Nel giugno del 2002 le agenzie hanno battuto una notizia importante e destinata ad eccitare la nostra curiosità: “riapre la Biblioteca di Alessandria”. Dai nostri studi tut-ti conosciamo questo faro di cultura per il mondo antico, fino alla sua distruzione, perenne rammarico per tutti gli intellettuali e sapienti di allora e di oggi. Eppure nel 2002 questo annuncio non ha suscitato solo sorpresa e gioia, ma anche grandi perplessità: “Ma, oggi, a che serve? Abbiamo internet e lì troviamo tutto! Le enciclopedie che abbiamo in casa stanno diventando inutili, tra poco troveremo libri da leggere in digitale, gratis, notizie da tutto il mondo, comunicazioni non finire e informazioni in diretta, come non ne abbiamo mai avute.” Ed in effetti appena l’anno successivo la storia sembrò dare ragione a chi intravedeva un futuro luminoso: la nascita dell’ADSL ed il Web 2.0; Da quel momento noi tutti immettiamo quotidianamente in rete, noti-zie, foto, post, informazioni. Ma lentamente ci siamo resi conto che la nostra privacy viene violata, che i nostri figli corrono rischi ogni volta che guardano lo smartphone, che veniamo subissati continuamente di informazioni non richieste e pubblicità che rivelano una attenzione non alla nostra identità, ma al nostro essere solo, ancora una volta, consumatori.

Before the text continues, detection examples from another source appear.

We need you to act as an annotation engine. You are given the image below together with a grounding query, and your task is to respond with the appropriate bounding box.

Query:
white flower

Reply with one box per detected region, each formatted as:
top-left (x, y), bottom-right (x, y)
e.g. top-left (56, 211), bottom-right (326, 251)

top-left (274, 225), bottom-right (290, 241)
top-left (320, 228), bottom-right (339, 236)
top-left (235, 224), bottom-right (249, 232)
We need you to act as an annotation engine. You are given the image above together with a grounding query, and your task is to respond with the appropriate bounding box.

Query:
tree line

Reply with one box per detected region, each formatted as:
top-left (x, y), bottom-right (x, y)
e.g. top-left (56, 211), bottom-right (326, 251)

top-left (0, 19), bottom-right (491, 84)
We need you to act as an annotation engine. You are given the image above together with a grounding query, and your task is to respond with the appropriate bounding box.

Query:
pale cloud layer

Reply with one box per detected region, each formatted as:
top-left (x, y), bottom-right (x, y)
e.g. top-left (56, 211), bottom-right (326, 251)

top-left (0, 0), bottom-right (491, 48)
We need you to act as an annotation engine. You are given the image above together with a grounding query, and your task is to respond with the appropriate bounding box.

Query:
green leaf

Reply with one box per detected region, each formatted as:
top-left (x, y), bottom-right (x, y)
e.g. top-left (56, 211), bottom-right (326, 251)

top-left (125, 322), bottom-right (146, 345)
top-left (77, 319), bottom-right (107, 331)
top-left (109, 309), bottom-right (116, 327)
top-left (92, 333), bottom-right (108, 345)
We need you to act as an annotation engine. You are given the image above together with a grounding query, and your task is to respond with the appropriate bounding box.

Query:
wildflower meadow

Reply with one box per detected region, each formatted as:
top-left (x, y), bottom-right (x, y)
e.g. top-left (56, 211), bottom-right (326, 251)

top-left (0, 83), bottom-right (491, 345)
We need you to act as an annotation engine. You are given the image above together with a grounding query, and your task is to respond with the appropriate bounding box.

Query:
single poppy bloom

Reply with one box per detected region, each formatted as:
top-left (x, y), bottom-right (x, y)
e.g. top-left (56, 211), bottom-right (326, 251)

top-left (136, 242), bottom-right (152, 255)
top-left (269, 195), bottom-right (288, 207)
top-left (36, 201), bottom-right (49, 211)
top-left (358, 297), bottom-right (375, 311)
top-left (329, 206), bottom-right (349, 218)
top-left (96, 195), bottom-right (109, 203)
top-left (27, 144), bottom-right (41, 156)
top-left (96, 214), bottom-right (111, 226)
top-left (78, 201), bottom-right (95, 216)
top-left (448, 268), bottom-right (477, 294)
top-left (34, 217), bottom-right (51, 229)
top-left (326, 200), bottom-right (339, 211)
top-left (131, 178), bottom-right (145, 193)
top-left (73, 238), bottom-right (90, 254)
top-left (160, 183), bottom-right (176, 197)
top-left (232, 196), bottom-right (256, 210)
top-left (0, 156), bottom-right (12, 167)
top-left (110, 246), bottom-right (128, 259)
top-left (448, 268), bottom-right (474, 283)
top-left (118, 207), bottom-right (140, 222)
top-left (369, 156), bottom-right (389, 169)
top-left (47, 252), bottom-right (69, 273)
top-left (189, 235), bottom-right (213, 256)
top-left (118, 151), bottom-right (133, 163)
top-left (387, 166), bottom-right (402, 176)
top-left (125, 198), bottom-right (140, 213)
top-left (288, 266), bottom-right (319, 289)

No, internet non è esattamente una biblioteca! E nemmeno una fonte neutra di dati, come nemmeno un biblioteca lo è, nemmeno la Biblioteca di Alessandria che ambisce ad essere universale. Ma come? Internet è senza censure, è la democrazia assoluta, è la voce della gente, che può parlare senza costrizioni! Certamente! Ma siamo proprio certi che questo sia un bene?

Lungi da me l’idea di una censura e certamente lungi da me l’idea di voler porre la rete sul banco degli imputati. Chi come me, ha già diverse primavere sulle spalle, sa bene quanta fatica ha fatto per reperire materiale di studio all’università, quante ricerche per trovare i testi delle canzoni che voleva cantare, quanti soldi ha speso per vedere i film che la critica consigliava, e avrebbe benedetto (e benedice ancora oggi)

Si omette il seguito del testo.